LinuxQuestions.org (/questions/)
-   Linux - Security (http://www.linuxquestions.org/questions/linux-security-4/)
-   -   How can I acomplish this ? (http://www.linuxquestions.org/questions/linux-security-4/how-can-i-acomplish-this-813048/)

turalo 06-09-2010 02:46 AM

How can I acomplish this ?
 
Hy everyone, I have a question about a kind of a logger for my debian.
I have a little project, where I'm teaching my collegs basics of the linux. so they will get a clean installed debian, with only ssh acces,
they must then do few basic things like aditing with vi, locating files etc...
what I want to do is to log all they do, so after they login to the system, everything they do, must be logged sothat I can see where they made mistakes, like for example what they typed, what they copied, what they uploaded or downloaded, etc... all handlings must be in a log.

anybody know how can I do this ?

thanks in advance...

EricTRA 06-09-2010 03:40 AM

Hello,

Have a look at process accounting (pacct). I believe it'll do just what you need.

Kind regards,

Eric

turalo 06-09-2010 05:19 AM

any other options ?

EricTRA 06-09-2010 05:25 AM

Hi,

What you could do, if you feel reluctant to pacct, is write you own script to 'synchronize' the history files of the users. That way you'll have a copy of what they have done. Or you could install and configure Unison File Synchronizer to do the same thing for you.

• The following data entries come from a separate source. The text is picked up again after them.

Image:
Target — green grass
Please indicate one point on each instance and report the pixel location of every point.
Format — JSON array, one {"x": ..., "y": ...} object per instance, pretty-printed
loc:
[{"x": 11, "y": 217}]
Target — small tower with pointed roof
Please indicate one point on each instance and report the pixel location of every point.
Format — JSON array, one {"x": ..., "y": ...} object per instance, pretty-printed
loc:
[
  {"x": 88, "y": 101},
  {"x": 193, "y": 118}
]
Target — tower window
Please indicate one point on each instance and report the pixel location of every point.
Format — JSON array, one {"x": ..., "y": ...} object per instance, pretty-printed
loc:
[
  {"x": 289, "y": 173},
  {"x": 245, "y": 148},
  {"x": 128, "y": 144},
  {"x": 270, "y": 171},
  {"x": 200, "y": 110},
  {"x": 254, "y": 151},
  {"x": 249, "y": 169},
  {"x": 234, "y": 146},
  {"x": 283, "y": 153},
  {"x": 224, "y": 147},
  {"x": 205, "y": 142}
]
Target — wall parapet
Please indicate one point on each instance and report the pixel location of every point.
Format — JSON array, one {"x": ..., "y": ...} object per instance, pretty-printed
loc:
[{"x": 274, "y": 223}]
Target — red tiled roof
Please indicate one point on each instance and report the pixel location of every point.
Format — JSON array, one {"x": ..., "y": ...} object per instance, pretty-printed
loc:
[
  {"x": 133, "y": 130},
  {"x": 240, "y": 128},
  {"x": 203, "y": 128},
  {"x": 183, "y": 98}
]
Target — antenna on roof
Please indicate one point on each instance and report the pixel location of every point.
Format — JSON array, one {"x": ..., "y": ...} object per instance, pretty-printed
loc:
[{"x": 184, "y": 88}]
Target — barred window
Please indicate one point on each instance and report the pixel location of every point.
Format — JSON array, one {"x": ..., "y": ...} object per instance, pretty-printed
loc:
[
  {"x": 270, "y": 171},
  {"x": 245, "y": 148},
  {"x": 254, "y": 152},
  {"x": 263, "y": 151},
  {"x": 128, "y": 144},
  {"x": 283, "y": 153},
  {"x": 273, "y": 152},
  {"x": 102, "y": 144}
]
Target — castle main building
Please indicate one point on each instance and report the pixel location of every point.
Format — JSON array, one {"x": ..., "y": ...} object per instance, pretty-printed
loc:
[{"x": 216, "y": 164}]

But then you'll have to learn about Unison. Either way you'll have to put in some time, either to install, learn or write.

If you have lots of time you can always browse the user's history files but if they clear them you're left with nothing.

The history files only reflect what commands they have run, not when they logged in, how long they stayed logged in, and so on. In my opinion pacct is the best choice for what you need.

Kind regards,

Eric

unSpawn 06-09-2010 06:13 AM

Quote:

Originally Posted by turalo (Post 3997453)
what I want to do is to log all they do

/
Quote:

Originally Posted by EricTRA (Post 3997611)
In my opinion pacct is the best choice for what you need.

Over the years we've seen quite a few "I want to log everything" questions asked and 'pacct' does not cut it. If you can handle having your opinion changed please search the LQ forum for posts about 'rootsh' or see just a few results:
http://www.linuxquestions.org/questi...4/#post3950747
http://www.linuxquestions.org/questi...tivity-801565/
http://www.linuxquestions.org/questi...1/#post3690455
http://www.linuxquestions.org/questi...3/#post3637958
http://www.linuxquestions.org/questi...9/#post3604944
http://www.linuxquestions.org/questi...7/#post2980353
http://www.linuxquestions.org/questi...1/#post2894989
http://www.linuxquestions.org/questi...3/#post2631551

HTH

EricTRA 06-09-2010 06:26 AM

Quote:

Originally Posted by unSpawn (Post 3997650)

Hi unSpawn,

I'm always open for a change, even of my own opinion ;) I'll have a look at those threads, thanks for the info.

Kind regards,

Eric


All times are GMT -5. The time now is 10:11 PM.